After exchanging insults, the man walked towards her and was captured striking her on the cafe’s video.

“I know he’s going to hit me. I could have run off but there was no question of that. I wasn’t going to look down and certainly wasn’t going to apologise,” she said. He hit her forcefully on the cheek and continued shouting at her.

While people sitting in the cafe remonstrated with the man, she went home but quickly decided to go back to the cafe to take witness statements and complain to the police.

How have people reacted?

Everyone at the cafe had found her response normal, she said, and the owner gave her the video to help catch the attacker. It has now been viewed more than a million times.

Ms Laguerre said fighting back against such aggression was hard, but all women were affected by it and it was time to say stop. “I can’t keep quiet and we mustn’t stay silent,” she wrote on Facebook.

The equalities minister told Le Parisien newspaper she was outraged by the attack and said the aim of the new law was to impose a clear social ban on harassment.

She said a number of women had complained of being groped in the street as France celebrated its World Cup victory earlier this month, and called for witnesses to come forward for all cases of sexual assault.

Paris prosecutors have responded to the attack on Marie Laguerre by opening an inquiry into sexual harassment and armed violence, although the man has yet to be traced.

Why do people react differently to harassment?

French psychiatrist Muriel Salmona told the Huffington Post that people may have a mixed reaction when faced with harassment.

“You feel fear, a threat, but also anger and also exasperation.
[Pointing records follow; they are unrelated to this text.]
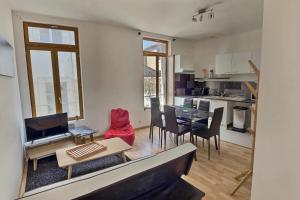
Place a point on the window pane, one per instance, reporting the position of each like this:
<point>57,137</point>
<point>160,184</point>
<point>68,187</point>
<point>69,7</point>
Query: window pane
<point>52,36</point>
<point>69,83</point>
<point>149,79</point>
<point>153,46</point>
<point>43,82</point>
<point>162,79</point>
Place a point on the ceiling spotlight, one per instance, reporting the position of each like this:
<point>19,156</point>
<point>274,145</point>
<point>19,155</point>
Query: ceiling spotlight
<point>202,12</point>
<point>201,18</point>
<point>211,14</point>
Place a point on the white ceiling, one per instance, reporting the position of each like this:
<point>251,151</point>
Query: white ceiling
<point>167,17</point>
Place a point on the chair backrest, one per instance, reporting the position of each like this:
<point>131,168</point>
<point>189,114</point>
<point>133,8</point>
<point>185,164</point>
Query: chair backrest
<point>188,102</point>
<point>156,114</point>
<point>216,121</point>
<point>119,118</point>
<point>170,118</point>
<point>204,105</point>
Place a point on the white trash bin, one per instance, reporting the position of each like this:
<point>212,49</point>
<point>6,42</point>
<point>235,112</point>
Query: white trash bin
<point>239,118</point>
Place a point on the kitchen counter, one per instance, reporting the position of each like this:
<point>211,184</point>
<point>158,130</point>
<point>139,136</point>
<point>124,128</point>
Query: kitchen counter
<point>234,99</point>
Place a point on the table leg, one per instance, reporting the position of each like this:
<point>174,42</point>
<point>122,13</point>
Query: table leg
<point>124,157</point>
<point>69,172</point>
<point>34,164</point>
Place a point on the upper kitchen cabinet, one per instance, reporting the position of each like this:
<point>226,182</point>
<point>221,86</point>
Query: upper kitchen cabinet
<point>237,63</point>
<point>223,63</point>
<point>240,63</point>
<point>183,64</point>
<point>255,57</point>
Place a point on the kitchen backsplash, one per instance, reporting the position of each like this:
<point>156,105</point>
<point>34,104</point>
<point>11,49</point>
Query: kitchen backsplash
<point>184,84</point>
<point>228,88</point>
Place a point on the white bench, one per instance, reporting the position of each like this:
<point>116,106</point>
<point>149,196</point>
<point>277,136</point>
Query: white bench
<point>46,147</point>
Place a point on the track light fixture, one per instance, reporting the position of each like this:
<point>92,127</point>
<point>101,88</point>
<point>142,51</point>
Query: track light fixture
<point>201,13</point>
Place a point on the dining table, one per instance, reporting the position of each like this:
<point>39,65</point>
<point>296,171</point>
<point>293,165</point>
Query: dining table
<point>189,116</point>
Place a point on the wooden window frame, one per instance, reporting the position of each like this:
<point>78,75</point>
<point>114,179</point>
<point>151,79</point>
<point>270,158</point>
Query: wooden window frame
<point>157,55</point>
<point>54,49</point>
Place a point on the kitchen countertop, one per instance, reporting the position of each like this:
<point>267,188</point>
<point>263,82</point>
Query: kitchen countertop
<point>220,98</point>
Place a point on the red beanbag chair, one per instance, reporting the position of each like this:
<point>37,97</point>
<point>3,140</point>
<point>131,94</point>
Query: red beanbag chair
<point>120,126</point>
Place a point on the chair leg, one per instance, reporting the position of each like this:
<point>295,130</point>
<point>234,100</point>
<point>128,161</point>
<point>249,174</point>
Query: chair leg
<point>159,133</point>
<point>165,137</point>
<point>208,143</point>
<point>216,143</point>
<point>150,132</point>
<point>219,144</point>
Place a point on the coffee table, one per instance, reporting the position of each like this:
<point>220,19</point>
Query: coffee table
<point>80,132</point>
<point>114,146</point>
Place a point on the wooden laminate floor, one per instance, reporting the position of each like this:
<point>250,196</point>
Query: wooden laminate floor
<point>214,177</point>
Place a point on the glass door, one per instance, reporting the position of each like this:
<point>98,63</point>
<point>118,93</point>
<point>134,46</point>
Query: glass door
<point>69,87</point>
<point>43,93</point>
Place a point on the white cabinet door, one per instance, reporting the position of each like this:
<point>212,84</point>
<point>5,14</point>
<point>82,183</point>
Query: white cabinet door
<point>223,63</point>
<point>178,101</point>
<point>217,104</point>
<point>183,62</point>
<point>255,57</point>
<point>240,63</point>
<point>170,81</point>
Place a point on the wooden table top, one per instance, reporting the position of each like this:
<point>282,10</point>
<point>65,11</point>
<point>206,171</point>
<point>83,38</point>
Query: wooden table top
<point>114,146</point>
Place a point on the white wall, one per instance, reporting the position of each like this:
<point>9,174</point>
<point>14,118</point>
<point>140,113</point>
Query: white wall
<point>112,69</point>
<point>205,51</point>
<point>277,160</point>
<point>11,127</point>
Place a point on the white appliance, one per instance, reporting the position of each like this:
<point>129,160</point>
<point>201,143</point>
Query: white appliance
<point>239,118</point>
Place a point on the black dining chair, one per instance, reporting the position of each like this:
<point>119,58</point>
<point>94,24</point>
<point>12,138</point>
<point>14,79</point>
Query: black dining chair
<point>188,103</point>
<point>201,130</point>
<point>156,119</point>
<point>203,106</point>
<point>172,125</point>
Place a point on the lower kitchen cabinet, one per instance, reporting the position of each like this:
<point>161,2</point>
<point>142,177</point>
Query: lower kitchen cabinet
<point>227,114</point>
<point>178,101</point>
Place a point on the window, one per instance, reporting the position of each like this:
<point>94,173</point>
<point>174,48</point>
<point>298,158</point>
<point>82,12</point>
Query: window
<point>53,67</point>
<point>155,73</point>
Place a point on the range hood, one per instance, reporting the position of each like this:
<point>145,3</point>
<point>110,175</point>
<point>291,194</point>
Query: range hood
<point>185,71</point>
<point>183,64</point>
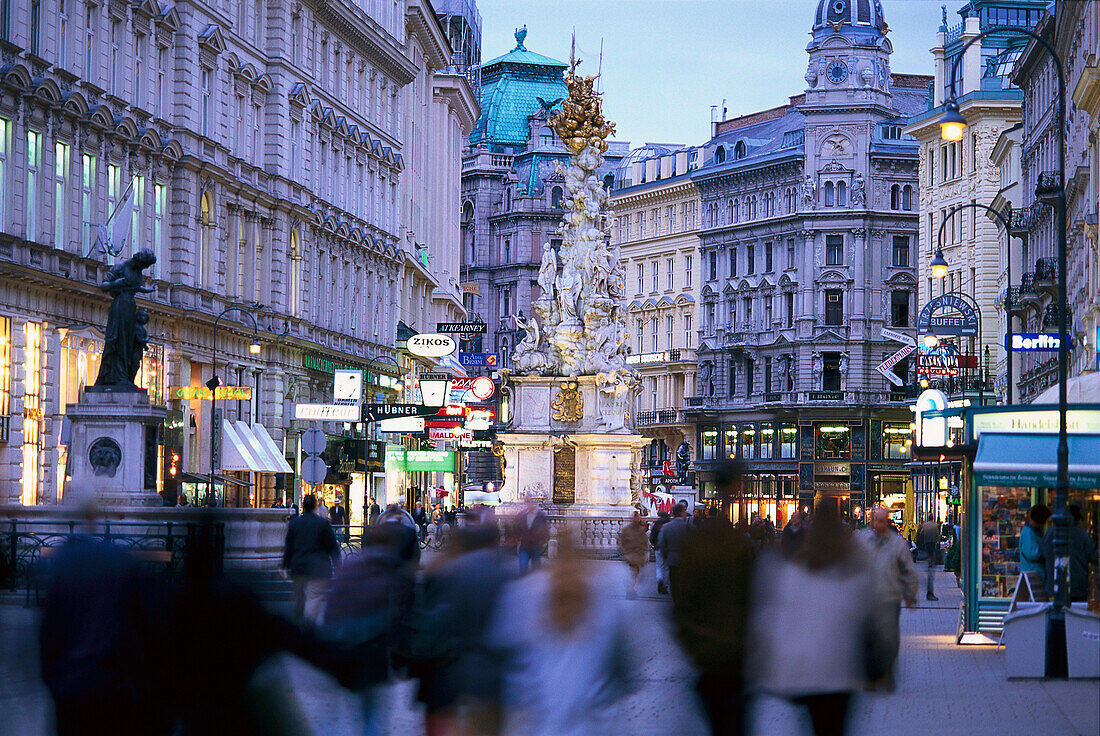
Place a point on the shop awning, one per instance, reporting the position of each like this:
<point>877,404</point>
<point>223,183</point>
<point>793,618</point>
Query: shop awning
<point>1032,460</point>
<point>245,448</point>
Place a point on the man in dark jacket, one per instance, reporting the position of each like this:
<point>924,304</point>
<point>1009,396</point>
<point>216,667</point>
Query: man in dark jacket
<point>671,544</point>
<point>309,555</point>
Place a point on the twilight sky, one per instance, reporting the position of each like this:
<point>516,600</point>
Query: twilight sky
<point>667,62</point>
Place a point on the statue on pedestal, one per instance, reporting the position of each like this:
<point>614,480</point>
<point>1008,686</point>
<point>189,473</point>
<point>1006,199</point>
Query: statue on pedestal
<point>127,337</point>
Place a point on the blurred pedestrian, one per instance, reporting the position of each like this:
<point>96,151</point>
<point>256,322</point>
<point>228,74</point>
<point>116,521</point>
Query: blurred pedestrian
<point>461,674</point>
<point>927,545</point>
<point>671,544</point>
<point>711,608</point>
<point>564,646</point>
<point>531,530</point>
<point>824,592</point>
<point>1031,536</point>
<point>662,567</point>
<point>309,555</point>
<point>895,581</point>
<point>634,545</point>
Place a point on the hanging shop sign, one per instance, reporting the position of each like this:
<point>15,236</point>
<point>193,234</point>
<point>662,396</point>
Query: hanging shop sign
<point>1033,342</point>
<point>476,360</point>
<point>327,412</point>
<point>963,323</point>
<point>232,393</point>
<point>461,328</point>
<point>431,345</point>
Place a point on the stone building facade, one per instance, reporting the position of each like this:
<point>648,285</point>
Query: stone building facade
<point>278,154</point>
<point>807,246</point>
<point>963,173</point>
<point>655,221</point>
<point>1074,30</point>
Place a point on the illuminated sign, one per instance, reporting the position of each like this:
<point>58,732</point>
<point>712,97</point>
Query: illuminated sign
<point>190,393</point>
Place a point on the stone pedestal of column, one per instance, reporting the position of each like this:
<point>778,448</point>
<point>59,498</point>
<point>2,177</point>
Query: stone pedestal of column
<point>112,448</point>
Even more so if it happens several times in the course of one day,” she explained.

Some people may be unable to react because of shock, or what she calls “emotional amnesia”. Others might not respond because they fear the harasser becoming violent, as happened with Ms Laguerre.
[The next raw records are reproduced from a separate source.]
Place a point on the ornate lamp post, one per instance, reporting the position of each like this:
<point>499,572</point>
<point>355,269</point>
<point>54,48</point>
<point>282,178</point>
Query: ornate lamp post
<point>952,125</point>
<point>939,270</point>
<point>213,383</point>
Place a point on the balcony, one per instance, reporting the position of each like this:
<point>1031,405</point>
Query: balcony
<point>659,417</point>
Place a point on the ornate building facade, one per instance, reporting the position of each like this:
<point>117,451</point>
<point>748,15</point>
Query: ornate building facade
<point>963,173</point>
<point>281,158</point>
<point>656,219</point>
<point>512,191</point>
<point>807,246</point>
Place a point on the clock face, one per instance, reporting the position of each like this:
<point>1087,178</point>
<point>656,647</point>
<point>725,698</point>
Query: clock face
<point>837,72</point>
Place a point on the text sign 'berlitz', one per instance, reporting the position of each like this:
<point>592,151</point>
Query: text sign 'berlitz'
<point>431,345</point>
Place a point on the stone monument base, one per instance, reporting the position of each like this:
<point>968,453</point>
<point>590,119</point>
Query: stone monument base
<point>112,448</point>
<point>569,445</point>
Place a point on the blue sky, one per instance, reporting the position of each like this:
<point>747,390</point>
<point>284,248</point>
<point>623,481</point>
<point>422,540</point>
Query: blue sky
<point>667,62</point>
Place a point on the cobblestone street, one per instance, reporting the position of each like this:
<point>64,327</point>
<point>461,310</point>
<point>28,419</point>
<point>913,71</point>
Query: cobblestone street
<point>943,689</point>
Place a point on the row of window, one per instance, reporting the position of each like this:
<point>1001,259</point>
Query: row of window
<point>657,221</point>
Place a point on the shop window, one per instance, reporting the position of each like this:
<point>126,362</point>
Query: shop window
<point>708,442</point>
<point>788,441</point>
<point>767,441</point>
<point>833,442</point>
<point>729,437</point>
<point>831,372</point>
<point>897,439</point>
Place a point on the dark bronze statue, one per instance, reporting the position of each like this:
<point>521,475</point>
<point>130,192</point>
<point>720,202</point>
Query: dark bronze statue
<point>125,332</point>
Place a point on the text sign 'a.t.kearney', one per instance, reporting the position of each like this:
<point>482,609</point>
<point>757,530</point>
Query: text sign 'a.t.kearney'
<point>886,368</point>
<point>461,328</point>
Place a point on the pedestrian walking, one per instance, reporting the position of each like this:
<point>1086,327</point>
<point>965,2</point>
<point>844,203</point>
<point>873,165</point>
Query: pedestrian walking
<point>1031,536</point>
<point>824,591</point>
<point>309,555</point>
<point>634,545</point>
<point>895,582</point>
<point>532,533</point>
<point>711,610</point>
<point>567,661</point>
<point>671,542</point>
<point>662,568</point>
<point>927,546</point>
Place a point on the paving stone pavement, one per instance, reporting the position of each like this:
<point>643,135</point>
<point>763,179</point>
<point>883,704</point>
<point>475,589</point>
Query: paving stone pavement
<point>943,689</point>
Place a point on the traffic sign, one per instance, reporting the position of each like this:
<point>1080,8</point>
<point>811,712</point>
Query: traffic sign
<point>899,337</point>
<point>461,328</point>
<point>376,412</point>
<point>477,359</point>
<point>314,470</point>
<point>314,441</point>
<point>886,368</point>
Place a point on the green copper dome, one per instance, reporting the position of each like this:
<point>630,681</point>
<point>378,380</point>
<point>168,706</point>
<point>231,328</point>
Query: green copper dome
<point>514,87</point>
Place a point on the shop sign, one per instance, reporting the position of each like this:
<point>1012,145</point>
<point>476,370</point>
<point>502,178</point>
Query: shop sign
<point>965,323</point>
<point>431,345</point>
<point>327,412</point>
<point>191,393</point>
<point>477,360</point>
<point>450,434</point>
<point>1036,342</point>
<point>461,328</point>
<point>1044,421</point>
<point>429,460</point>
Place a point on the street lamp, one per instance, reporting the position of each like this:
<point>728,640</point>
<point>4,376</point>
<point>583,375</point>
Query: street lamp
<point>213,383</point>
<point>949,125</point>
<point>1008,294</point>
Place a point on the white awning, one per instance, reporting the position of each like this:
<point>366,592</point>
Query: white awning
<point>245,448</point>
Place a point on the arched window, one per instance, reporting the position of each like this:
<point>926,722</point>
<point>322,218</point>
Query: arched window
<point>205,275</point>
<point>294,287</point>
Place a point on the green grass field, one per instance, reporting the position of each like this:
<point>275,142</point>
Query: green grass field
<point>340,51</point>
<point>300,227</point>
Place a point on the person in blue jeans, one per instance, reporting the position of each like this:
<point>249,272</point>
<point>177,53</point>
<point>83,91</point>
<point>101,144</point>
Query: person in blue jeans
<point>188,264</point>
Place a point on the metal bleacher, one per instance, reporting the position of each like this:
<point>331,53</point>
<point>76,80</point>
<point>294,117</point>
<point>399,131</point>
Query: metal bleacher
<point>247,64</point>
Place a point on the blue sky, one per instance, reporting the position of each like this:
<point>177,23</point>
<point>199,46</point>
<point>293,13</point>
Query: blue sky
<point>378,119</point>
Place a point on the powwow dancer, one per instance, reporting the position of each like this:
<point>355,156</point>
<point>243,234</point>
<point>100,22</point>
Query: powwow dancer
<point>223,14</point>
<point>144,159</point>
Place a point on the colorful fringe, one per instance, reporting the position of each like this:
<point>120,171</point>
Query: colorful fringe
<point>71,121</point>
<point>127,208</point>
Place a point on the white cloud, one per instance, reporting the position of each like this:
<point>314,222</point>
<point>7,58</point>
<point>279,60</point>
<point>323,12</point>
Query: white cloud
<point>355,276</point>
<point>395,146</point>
Such reactions are completely normal, Ms Salmona says, adding that harassers seek to “create a state of fear”.

Even those who do respond may continue to experience fear or anxiety.

Ms Laguerre says that she still feels “on edge” following her experience, telling FranceInfo: “I don’t feel very comfortable walking outside.”

What to do if you experience harassment

French anti-harassment group #Stopharcelementderue (Stop Street Harassment) offers the following advice to anyone who finds themselves feeling threatened in a public place:

  • If you feel unsafe, ignore the harasser and go to a safe place such as a shop or restaurant
  • If you feel safe enough, respond calmly and firmly but without apologising

It recommends getting support from passers-by or fellow passengers if possible.

It warns that insulting the harasser could generate a violent response, but says that should this happen – or if a harasser threatens or follows you – the best response is to contact the police.